On June 14, 2023, at 6 a.m., KLUV relaunched as "98.7 The Spot", utilizing a brand used at sister station KKHH in Houston. The final song under the KLUV brand was "Celebration" by Kool & the Gang, while the first song as "The Spot" was "Sweet Child o' Mine" by Guns N' Roses. The change came as a result of the "K-LUV" intellectual property being transferred to Educational Media Foundation (EMF) as part of a deal including ownership of WTSS in Buffalo and WLFP in Memphis; Dallas–Fort Worth had been one of three markets in which EMF's national trademark for K-Love was preempted by an existing usage of the name. "The Spot" launched jockless, with the fate of KLUV's existing airstaff left unannounced. While the new brand is undoubtedly influenced by KKHH's adult hits presentation, KLUV retains a classic hits-style focus on music from the 1970s to 1990s, with some hits from the 2000s, as Audacy already programs an adult hits format in Dallas–Fort Worth on KJKK. On June 20, Audacy filed to change the station's call sign to KSPF effective June 26, with KLUV being moved to the construction permit for a new EMF-owned station in Huron, South Dakota.

==KSPF HD channels==
===HD2===
98.7 (as KLUV at the time) launched HD Radio operations in 2006, including an HD2 sub-channel. Originally, it was called "The Fab Format", playing The Beatles full time. In January 2008, the HD signal changed to KLUV's previous oldies format, playing music from the 1950s, 1960s and some early 1970s. The station was received on HD-equipped radios on 98.7-HD2. In August 2018, it had rebranded as "Smokin' Oldies", while retaining its oldies focus.

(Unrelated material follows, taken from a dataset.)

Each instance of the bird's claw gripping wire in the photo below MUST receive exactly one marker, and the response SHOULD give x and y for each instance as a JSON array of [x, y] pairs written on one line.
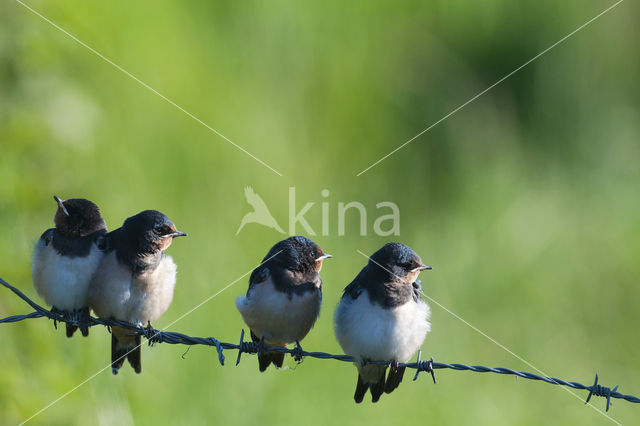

On February 27, 2023, the oldies format on the HD2 subchannel was replaced by a simulcast of KRLD's news format, which is also carried on KJKK's HD2 subchannel.

===HD3===
In early May 2016, 98.7 launched another digital subchannel on 98.7-HD3, and aired Radio Disney's Top 40 format targeted to children and younger teens. (Radio Disney was previously heard on KMKI until September 15, 2015.) Entercom's deal with Radio Disney expired at the end of May 2018. The next month, KLUV-HD3 flipped to a classic AOR-format known as "KLUV Classic Trax," playing deep cuts from the 1970s to the 1990s. Starting with the 2019 holiday season, KLUV-HD3 began airing Christmas music from early November through Christmas Day. The subchannel aired a few public service announcements each hour but had no commercial interruptions. The HD3 signal has since been turned off with no programming replacement.

KSPF is heard online on the Audacy platform.